In any event, given the wealth of tested and tried mods that would result in significantly more bang for the buck, a K&N filter is somewhere around a Carbon Fiber air cleaner in my book.


k&n filter is pretty much a waste of time. i have one and didn't get any benefit from it until my PCM was re-flashed.
PCM re-flashing is one of the best options for increasing efficiency. i was able to have the torque curve smoothed out so i feel more power throughout my entire band. i also experienced a sometimes significant gain in mpg.
for a colorado ("compact" pickup) i can now return 23-25mpg on the highway (compare to 20-22 before)..

just my $.02


Remove your accessory belts and the accessories if you are desparate for some increased fuel efficiency! It will give you better acceleration performance and is free (other than the time involved) with the exception that you might have to replace a single serpentine belt with a much smaller one.

Bob Bastard

Joseph, I drove my Wife's 08 Prius home 4.5 hours from NYC on Monday evening. We got a late start and I had to drive much faster than I normally like to. I was doing 75-80 most of the way. The car had me, my wife, my daughter and her car seat plus all our luggage plus groceries and booze we brought from NY. According to the car's computer, we averaged 45.3 mpg. This is the worst mileage we have gotten yet. Since we purchased the car in November, my wife has consistently obtained 46 mpg running around, which is slightly lower than I was hoping.
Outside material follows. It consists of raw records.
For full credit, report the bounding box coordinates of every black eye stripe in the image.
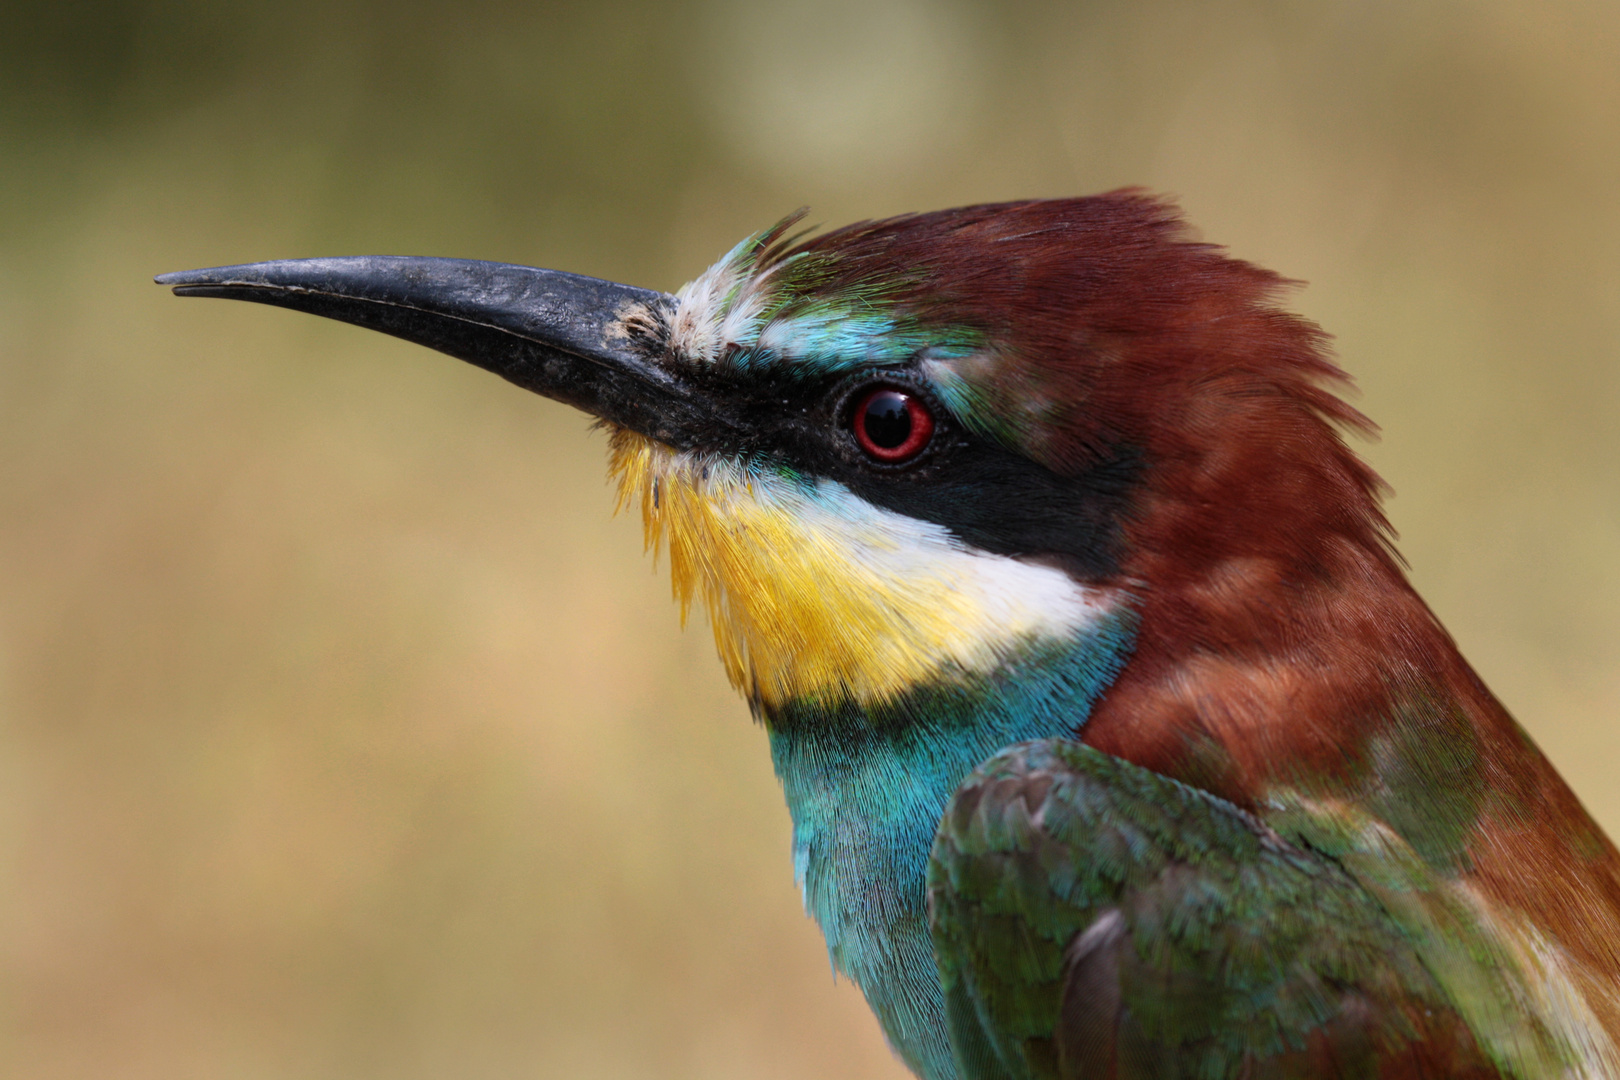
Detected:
[679,369,1137,581]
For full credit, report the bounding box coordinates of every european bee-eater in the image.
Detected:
[159,193,1620,1080]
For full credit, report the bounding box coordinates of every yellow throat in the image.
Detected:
[606,428,1114,709]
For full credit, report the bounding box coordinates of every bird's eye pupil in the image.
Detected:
[862,391,913,448]
[852,386,935,463]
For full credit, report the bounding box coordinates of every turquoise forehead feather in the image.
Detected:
[668,211,984,376]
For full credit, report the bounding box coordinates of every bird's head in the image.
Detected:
[159,193,1394,719]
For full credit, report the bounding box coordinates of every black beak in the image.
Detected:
[156,257,712,446]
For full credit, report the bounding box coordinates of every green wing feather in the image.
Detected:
[927,739,1515,1080]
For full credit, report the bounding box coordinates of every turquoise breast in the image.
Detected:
[764,612,1136,1080]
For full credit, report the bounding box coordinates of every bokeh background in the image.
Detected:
[3,1,1618,1077]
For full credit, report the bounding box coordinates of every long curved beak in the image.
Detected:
[156,257,712,446]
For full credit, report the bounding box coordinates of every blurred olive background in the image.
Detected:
[2,1,1618,1077]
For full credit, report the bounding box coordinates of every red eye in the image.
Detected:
[853,386,935,463]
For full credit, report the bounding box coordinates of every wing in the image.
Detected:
[926,739,1508,1080]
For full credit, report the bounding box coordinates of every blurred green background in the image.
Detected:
[2,1,1618,1077]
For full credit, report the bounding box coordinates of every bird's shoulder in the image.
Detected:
[924,737,1587,1080]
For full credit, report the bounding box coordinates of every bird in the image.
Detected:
[158,192,1620,1080]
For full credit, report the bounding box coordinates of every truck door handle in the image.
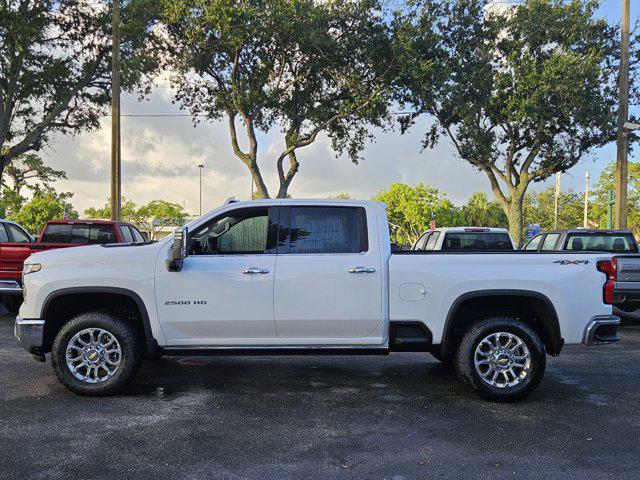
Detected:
[242,267,270,274]
[347,266,376,274]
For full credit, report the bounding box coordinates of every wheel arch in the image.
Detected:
[440,289,563,360]
[41,287,157,354]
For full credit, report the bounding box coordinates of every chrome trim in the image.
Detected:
[14,317,45,354]
[0,280,22,294]
[582,315,621,346]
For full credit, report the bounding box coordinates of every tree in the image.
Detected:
[158,0,395,198]
[136,200,187,240]
[590,162,640,229]
[523,186,586,230]
[1,153,66,196]
[463,192,508,228]
[0,0,156,181]
[84,197,143,224]
[372,182,464,246]
[8,189,78,234]
[395,0,631,243]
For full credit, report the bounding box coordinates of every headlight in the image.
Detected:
[23,263,42,275]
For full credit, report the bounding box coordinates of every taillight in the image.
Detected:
[596,258,617,304]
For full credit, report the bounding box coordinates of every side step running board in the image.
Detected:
[161,345,390,356]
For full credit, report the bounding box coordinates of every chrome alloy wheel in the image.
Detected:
[474,332,531,389]
[66,328,122,384]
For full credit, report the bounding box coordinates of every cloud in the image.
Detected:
[37,86,618,216]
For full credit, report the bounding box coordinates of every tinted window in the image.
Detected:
[566,233,638,253]
[41,224,118,244]
[6,223,30,242]
[524,234,543,251]
[442,232,513,251]
[190,208,269,255]
[424,232,440,250]
[413,232,430,251]
[541,233,560,251]
[0,224,9,242]
[120,226,134,243]
[130,227,145,242]
[288,207,368,254]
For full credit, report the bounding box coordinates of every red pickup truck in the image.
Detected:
[0,219,146,312]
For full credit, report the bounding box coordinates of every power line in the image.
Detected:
[109,111,418,118]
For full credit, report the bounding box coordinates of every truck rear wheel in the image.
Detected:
[51,311,143,396]
[454,317,546,402]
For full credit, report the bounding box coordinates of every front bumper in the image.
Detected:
[14,317,45,355]
[582,315,621,346]
[0,280,22,295]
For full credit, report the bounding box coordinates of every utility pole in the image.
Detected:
[198,164,205,215]
[554,172,561,229]
[614,0,630,229]
[584,171,590,229]
[110,0,121,221]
I suspect this is because most of the trips are short, coupled with her driving style. When I've driven the car, I normally get around 48 mpg, but I've gotten as high as 52 mpg. I suspect there are very few Prius owners who are consistently getting 32 mpg.

John L.


I'm impatient too. When presented with an opportunity to increase horsepower and/or fuel economy, Detroit always votes for horsepower.

U.S. auto manufacturers will never redeem themselves in my mind until they get serious about reducing gasoline use.


Yes, I too am curious as to where all these Prius drivers are that are getting 32 mpg. Most Prius owners on the net rarely get lower than 40 mpg in real world driving, highway or not.